Но к этому прибавилось еще и другое, от чего мое сердце забилось в радости и в сомнениях. При следующем моем посещении Пфейферинга Адриан обронил несколько замечаний в том смысле, что он прожил здесь уже немало времени, не исключено-де, что ему предстоят кое-какие перемены в жизни, пора уже прекратить это одинокое существование, он положительно намерен покончить с ним и т. д. В общем, мне осталось только сделать вывод, что он подумывает о женитьбе. Набравшись храбрости, я спросил, можно ли эти его намеки поставить в связь с некоторыми встречами в цюрихском обществе.

– Кто вправе запретить тебе строить предположения? – ответил он. – А впрочем, эта комнатушка совсем не подходящее место для такого разговора. Насколько я помню, ты в свое время удостоил меня подобного признания у нас, на горе Сионе. Нам следовало бы вскарабкаться на Римский холм для этого собеседования.

Представьте же себе, как я опешил!

– Дорогой мой, – проговорил я наконец, – это поразительная, потрясающая новость!

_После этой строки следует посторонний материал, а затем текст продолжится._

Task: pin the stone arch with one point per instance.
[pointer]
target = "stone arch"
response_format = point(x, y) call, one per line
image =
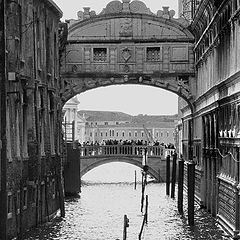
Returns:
point(153, 173)
point(128, 31)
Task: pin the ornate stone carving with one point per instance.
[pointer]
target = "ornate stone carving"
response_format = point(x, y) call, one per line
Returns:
point(126, 54)
point(126, 68)
point(183, 84)
point(126, 27)
point(113, 7)
point(138, 7)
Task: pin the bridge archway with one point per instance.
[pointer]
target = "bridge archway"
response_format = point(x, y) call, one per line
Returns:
point(128, 44)
point(136, 162)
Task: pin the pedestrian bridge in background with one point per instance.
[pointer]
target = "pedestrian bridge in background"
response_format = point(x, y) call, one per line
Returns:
point(81, 160)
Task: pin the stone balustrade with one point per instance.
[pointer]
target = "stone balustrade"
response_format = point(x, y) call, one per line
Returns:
point(132, 150)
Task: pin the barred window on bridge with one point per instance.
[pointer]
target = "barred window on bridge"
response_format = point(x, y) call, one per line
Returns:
point(99, 54)
point(153, 54)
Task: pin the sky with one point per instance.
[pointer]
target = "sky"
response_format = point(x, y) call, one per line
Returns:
point(132, 100)
point(71, 7)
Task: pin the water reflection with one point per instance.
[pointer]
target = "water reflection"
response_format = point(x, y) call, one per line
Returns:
point(98, 215)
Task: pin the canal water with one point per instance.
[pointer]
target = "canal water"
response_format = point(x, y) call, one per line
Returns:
point(98, 215)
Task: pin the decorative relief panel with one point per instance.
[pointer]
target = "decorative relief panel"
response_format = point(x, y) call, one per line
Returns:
point(179, 53)
point(126, 27)
point(126, 54)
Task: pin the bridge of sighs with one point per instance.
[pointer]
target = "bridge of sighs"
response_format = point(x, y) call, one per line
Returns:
point(126, 43)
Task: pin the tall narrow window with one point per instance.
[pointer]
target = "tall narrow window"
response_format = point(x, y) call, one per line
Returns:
point(153, 54)
point(24, 125)
point(51, 120)
point(9, 205)
point(99, 54)
point(25, 198)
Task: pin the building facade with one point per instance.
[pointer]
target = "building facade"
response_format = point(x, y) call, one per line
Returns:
point(31, 189)
point(73, 122)
point(213, 128)
point(102, 126)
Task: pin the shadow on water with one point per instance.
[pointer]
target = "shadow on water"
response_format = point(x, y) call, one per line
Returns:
point(98, 215)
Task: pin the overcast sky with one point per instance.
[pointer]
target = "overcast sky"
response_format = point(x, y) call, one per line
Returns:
point(71, 7)
point(131, 99)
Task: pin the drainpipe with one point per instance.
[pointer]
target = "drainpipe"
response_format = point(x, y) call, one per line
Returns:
point(3, 124)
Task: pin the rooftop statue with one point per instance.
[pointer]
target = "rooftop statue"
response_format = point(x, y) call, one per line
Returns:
point(125, 7)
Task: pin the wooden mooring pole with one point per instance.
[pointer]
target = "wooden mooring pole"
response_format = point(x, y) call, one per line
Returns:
point(174, 169)
point(135, 180)
point(146, 210)
point(191, 192)
point(125, 226)
point(180, 185)
point(168, 175)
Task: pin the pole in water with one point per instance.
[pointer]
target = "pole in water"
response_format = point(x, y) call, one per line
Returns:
point(174, 167)
point(191, 191)
point(143, 188)
point(146, 210)
point(135, 180)
point(180, 185)
point(168, 175)
point(125, 226)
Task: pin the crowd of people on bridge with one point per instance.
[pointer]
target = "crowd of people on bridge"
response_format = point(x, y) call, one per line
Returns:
point(127, 142)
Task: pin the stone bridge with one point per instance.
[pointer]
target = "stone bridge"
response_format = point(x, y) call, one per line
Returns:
point(81, 160)
point(128, 44)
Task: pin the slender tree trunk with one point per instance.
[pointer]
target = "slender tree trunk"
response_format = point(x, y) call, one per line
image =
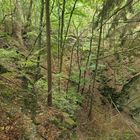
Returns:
point(96, 68)
point(49, 63)
point(40, 39)
point(29, 13)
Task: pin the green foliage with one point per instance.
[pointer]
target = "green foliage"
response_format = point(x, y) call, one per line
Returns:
point(67, 102)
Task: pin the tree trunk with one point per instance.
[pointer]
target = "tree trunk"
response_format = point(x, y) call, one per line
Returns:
point(48, 39)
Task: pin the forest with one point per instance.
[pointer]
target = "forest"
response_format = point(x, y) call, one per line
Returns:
point(69, 69)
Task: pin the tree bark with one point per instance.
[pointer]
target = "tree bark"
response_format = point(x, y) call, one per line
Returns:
point(48, 39)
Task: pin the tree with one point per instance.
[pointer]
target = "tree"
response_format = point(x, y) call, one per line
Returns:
point(48, 39)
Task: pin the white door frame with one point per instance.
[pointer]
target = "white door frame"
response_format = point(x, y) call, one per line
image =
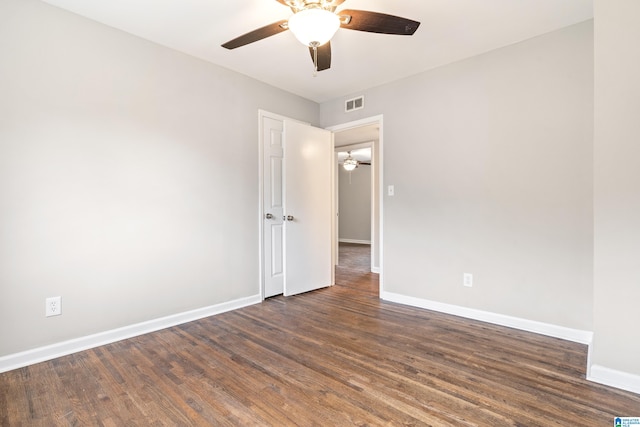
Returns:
point(378, 154)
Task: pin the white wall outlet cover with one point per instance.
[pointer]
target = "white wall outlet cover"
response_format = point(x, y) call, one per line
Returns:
point(53, 306)
point(467, 280)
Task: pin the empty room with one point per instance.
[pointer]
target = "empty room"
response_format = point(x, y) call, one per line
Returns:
point(172, 250)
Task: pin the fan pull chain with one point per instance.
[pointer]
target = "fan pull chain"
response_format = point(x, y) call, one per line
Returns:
point(315, 60)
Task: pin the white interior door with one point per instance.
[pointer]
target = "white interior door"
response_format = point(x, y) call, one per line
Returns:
point(308, 159)
point(273, 206)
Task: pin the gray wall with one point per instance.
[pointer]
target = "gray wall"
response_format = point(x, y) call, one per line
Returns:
point(491, 159)
point(354, 203)
point(128, 177)
point(617, 186)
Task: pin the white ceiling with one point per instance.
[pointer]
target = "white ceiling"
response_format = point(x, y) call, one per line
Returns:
point(450, 30)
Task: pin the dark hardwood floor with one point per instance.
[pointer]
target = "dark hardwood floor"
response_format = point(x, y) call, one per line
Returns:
point(333, 357)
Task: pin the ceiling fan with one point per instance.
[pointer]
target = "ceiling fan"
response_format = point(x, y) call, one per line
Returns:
point(314, 22)
point(350, 163)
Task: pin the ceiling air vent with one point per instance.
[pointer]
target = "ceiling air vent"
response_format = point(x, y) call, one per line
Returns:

Он посоветовал мне умерить свой пыл. И добавил, что скоро ему минет сорок, а значит, нельзя упускать случай. Я не стал больше расспрашивать, решив, что время покажет, как развернутся события. Но в душе я радовался, полагая, что это его намерение приведет к ослаблению уз, связывающих его с Швердтфегером; мне даже хотелось считать это сознательно выбранным средством. Как отнесется ко всему скрипач и свистун, было для меня вопросом второстепенным и ничуть меня не тревожило: ведь он достиг цели своего мальчишеского честолюбия – скрипичный концерт был написан. После такого триумфа, думалось мне, он и сам проявит готовность занять более скромное и более ему подобающее место в жизни Адриана Леверкюна. Но если что мне не давало покоя, то это странная манера Адриана говорить о своих планах так, словно их осуществление всецело зависело от его воли и девушку даже не надо было спрашивать о согласии. Я был уже готов воздать хвалу самоуверенности, позволяющей человеку без тени сомнения объявлять о своем выборе. И все же в мое сердце закрадывался страх: наивность этой веры вдруг начинала казаться мне выражением одиночества, отчужденности – качеств, собственно, и составлявших «ауру» Леверкюна, и тогда я невольно думал, что не создан он для того, чтобы внушать любовь женщинам. Напав на такую мысль, я стал сомневаться уже и в том, что сам он верит в эту возможность, и мне пришлось бороться с чувством, будто Адриан только представляется столь твердо уверенным в успехе своего замысла. Подозревала ли сама избранница о его думах, о его влечении к ней и о его намерениях, оставалось невыясненным.